By Purushottam Nayak

Nabarangpur, March 15, 2025: Christian families have become Hindus to facilitate the burial of a relative in an eastern Indian village.

Only three of the 30 families in Siunaguda, a village in Odisha’s Nabarangpur district, are Christian, belonging to the “Brothers in Assembly,” a Pentecostal sect.

After a 70-year-old Christian died on March 3, the Hindus insisted that his relatives and other Christians re-convert to Hinduism if they wanted to use the village burial ground.

The deceased, Kesab Santa, and his family had become Christians five years ago.

Santa’s elder son Turpu Santa said his father died due to age-related illness and they had no other choice but become Hindus to bury the deceased.

“We have every right as citizens of India to bury our loved ones in our own land,” he told Matters India.

“India, which is known for religious tolerance and hospitality, has lost its secular image because of some people who have no respect for other religions,” he lamented.

Pastor Benjamin Upasi, who heads the sect in the Umerkote block, is upset about his people’s decision to reconvert. “Respecting the dead is a moral obligation for the living,” he told Matters India.

Burying the dead, he added, brings peace of mind to the bereaved, allowing them to remember their loved ones with dignity.

The village is some 550 km southwest of Bhubaneswar, the state capital.

Burying Christians has become problematic in Chhattisgarh, Odisha’s northwestern neighbor.

On January 27, the Supreme Court gave the government of Chhattisgarh a two-month deadline to demarcate exclusive burial sites for Christians to prevent disputes over burial grounds in the state.

The directive came after Ramesh Baghel, a Christian, sought justice from the apex court to bury his father, a pastor, in his native village when local authorities, including the regional court, rejected his plea.

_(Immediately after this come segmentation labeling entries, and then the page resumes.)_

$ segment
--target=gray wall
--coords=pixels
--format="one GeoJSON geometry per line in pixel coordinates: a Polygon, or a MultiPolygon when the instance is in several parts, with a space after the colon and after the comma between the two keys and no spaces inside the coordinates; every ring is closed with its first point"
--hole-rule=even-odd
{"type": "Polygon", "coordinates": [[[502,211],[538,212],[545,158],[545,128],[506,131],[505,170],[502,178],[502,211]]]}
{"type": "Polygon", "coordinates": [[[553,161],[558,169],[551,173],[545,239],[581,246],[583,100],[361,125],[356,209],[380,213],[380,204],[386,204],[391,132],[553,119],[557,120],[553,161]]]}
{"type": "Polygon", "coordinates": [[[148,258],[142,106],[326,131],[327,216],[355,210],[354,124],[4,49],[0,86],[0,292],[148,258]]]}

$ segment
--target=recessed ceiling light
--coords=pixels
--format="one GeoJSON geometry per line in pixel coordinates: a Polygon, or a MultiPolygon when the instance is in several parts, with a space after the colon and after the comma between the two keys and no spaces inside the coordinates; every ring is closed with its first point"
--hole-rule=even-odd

Throughout Chhattisgarh, village authorities have reportedly persecuted Christians by denying them the right to Christian burial. In many instances, these denials have led to violence.

The Chhattisgarh case has stirred a nationwide debate and raised a fundamental issue of whether the right to burial falls under the ambit of constitutional rights. Ultimately, due to the Supreme Court’s split verdict, Baghel could bury his father in a Christian cemetery, but more than 45 km from his village.

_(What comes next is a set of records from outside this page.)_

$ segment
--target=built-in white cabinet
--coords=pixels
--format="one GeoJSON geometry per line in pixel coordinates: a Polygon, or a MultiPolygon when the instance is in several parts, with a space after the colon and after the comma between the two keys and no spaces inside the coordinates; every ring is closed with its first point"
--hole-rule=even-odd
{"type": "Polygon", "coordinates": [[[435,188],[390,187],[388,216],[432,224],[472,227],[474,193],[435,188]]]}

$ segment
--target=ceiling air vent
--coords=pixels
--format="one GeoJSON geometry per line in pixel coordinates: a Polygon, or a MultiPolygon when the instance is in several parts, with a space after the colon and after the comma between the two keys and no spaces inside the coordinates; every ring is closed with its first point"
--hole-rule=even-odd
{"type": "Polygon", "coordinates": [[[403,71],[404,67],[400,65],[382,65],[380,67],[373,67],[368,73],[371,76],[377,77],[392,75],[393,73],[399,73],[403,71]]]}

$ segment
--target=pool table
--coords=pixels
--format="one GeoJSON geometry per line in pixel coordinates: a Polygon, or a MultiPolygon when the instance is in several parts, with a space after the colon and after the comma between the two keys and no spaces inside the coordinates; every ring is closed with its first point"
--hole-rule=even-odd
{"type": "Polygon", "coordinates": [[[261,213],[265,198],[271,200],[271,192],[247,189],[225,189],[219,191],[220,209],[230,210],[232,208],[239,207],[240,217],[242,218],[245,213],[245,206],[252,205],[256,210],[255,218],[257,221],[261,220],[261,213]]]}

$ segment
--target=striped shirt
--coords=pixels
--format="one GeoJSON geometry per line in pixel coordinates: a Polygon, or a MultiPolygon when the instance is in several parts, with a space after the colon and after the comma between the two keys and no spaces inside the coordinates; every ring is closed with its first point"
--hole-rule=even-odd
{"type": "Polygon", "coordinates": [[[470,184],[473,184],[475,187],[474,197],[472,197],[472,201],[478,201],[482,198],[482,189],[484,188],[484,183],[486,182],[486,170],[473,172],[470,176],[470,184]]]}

The pastor died on January 7 and his son filed a petition to bury his father on January 11 in the regional court after opposition from the villagers and the local authorities. The regional court dismissed his appeal.

On January 17, he went to the Supreme Court’s two-judge bench, which delivered the split verdict ten days later.

Despite their disagreement, the judges chose issued a consensual direction allowing the burial at a designated Christian burial site. The larger question of burial rights, however, remains unresolved.